The concern is that this could happen to us, on a planetary scale, just as literature and Hollywood like to remind us in stories such as “War of the Worlds” and “Independence Day."

To avoid such a scenario, researchers looked at the way in which our own scientists locate planets outside of our solar system, known as exoplanets.

Most such planets have been discovered by staring at distant suns and looking for temporary dips in the amount of light coming our way, indicating the likely passing of a planet in front of said star. NASA’s Kepler telescope has identified more than a thousand planets in this way.

And so could aliens discover the existence of Earth.

“If you wanted to cloak a planet, if you wanted to make it look like the planet is not there at all, you’ve got to get rid of that dip,” explains Mr. Teachey in a Youtube video. “You’ve got to fill in the missing starlight.”

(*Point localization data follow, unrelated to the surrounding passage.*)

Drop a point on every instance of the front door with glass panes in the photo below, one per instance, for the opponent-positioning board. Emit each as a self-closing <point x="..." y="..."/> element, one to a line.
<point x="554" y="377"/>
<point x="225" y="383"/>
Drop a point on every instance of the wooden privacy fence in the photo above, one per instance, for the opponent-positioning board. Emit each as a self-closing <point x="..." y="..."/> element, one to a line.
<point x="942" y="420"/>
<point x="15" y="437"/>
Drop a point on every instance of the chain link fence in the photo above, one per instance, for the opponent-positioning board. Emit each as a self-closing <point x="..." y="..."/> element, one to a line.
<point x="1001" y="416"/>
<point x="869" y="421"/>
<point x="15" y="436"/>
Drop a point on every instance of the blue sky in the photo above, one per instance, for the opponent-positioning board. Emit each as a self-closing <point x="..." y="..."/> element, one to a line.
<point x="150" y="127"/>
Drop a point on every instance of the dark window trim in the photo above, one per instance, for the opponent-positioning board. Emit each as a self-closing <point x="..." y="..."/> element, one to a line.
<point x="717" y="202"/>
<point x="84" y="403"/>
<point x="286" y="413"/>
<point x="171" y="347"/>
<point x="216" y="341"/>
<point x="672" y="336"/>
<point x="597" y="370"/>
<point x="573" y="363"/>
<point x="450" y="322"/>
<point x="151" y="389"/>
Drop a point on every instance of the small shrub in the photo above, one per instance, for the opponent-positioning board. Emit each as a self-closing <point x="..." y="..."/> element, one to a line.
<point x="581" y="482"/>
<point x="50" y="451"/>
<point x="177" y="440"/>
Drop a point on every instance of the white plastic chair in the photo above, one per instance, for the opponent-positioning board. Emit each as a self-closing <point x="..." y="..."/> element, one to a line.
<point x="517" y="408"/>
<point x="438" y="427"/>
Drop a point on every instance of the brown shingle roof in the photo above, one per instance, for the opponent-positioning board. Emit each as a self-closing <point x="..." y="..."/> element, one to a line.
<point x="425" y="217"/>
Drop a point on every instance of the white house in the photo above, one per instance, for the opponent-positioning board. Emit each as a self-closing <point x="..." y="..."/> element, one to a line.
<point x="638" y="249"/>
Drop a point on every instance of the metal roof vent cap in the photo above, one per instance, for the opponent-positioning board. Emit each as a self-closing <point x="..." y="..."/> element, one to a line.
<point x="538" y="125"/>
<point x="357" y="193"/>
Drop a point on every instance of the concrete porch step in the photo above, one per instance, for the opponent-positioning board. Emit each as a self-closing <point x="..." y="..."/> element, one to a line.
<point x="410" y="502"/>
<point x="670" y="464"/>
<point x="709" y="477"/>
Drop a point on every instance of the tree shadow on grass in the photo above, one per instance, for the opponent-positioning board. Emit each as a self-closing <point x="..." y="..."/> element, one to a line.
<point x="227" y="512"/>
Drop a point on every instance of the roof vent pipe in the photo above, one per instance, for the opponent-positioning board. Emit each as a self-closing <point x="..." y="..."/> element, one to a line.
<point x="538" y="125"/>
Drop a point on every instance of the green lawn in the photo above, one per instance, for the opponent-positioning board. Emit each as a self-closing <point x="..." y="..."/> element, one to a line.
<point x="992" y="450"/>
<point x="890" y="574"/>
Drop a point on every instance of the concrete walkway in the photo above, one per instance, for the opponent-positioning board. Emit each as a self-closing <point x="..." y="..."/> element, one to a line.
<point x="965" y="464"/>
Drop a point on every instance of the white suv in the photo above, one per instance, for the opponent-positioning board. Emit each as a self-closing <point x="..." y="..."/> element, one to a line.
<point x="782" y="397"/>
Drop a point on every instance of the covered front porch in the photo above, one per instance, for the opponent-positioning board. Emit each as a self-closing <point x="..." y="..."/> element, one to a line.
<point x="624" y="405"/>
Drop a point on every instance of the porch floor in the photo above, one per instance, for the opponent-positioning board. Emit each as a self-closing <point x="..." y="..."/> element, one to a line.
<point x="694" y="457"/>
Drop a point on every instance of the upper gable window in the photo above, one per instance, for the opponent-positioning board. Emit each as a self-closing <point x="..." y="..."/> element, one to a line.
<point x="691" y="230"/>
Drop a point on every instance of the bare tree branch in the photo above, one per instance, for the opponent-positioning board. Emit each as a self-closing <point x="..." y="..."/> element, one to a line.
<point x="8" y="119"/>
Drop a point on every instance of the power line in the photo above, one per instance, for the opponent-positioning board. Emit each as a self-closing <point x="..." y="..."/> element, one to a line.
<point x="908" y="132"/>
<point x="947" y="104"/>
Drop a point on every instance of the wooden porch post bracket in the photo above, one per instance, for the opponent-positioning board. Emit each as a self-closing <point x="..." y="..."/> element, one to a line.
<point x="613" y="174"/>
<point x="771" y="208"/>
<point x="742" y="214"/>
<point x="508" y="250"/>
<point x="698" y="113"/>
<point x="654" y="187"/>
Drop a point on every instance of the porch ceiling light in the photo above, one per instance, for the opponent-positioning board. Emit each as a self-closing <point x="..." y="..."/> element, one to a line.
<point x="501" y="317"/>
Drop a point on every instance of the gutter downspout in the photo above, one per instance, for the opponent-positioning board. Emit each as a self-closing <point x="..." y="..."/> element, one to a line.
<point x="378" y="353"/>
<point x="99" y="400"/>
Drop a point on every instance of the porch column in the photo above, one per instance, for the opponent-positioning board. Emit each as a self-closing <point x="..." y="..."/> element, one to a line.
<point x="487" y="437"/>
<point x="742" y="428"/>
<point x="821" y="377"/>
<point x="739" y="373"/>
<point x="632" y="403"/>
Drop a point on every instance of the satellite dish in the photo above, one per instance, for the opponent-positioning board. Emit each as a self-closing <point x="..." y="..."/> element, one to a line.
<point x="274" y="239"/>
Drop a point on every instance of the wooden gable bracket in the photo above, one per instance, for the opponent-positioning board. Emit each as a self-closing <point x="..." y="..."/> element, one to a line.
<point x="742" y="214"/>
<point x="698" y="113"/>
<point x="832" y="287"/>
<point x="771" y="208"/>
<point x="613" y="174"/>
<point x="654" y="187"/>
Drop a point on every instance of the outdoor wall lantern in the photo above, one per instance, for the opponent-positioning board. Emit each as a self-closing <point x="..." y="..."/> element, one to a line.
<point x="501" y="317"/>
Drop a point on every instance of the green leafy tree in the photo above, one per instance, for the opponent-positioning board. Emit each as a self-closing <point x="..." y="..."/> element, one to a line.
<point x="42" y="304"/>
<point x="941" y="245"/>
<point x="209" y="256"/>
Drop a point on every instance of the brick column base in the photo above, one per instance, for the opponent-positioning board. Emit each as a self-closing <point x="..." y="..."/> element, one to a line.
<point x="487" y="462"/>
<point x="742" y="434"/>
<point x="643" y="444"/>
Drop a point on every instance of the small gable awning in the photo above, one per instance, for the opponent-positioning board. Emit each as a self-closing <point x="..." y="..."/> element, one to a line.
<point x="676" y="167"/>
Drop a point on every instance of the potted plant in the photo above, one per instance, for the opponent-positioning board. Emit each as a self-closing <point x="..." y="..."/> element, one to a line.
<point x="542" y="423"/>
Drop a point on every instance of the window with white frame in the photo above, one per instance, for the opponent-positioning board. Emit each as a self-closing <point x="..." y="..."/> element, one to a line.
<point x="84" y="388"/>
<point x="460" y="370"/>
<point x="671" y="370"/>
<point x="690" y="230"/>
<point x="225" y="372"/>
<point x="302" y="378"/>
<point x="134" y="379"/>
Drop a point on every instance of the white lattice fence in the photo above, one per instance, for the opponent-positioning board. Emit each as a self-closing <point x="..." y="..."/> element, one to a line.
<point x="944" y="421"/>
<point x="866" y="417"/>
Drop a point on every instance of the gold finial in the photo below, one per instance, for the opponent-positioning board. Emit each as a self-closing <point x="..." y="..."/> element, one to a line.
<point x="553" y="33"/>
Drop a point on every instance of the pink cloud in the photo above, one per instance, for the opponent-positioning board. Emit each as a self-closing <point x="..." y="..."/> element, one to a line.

We could do this, explain the researchers in the Monthly Notices of the Royal Astronomical Society, by firing lasers into space, to compensate for the sunlight hidden by the passing Earth, tricking any observers into thinking nothing at all was happening.

A single 30-megawatt laser, pumping out its beam for a mere 10 hours once a year, would do the trick – requiring energy equivalent to that consumed annually by about 70 homes.

"It doesn't have to be one huge laser; it could be an array positioned around the Earth,” co-author David Kipping told the BBC. “Or you could put it in space as a satellite, and we've calculated that the International Space Station already collects exactly the amount of energy we would need."

And yet light is not the only way by which a planet can be found. There are other means, such as the gravitational pull it exerts on a star.

If an extraterrestrial race were to detect the presence of a planet in one of these other ways, and yet fail to see the drop in light as it passed by the sun, it could pique their curiosity. Better, perhaps, to let them see the planet, but to erase all indication that it might host conditions favorable to life.

Such a “bio-cloak” would require less energy than full concealment, and it would work by altering the apparent wavelength of light passing from the sun through our atmosphere – a characteristic that can be used to determine the makeup of a planet’s atmosphere.

"We can actually cancel those features out, such as oxygen," Dr. Kipping told Space.com. "The alien civilization is going to detect your planetary transit. They're going to detect your planetary radial velocity, but then when they 'smell' the atmosphere, it would not look like a tasty planet. It would just look like a dead world."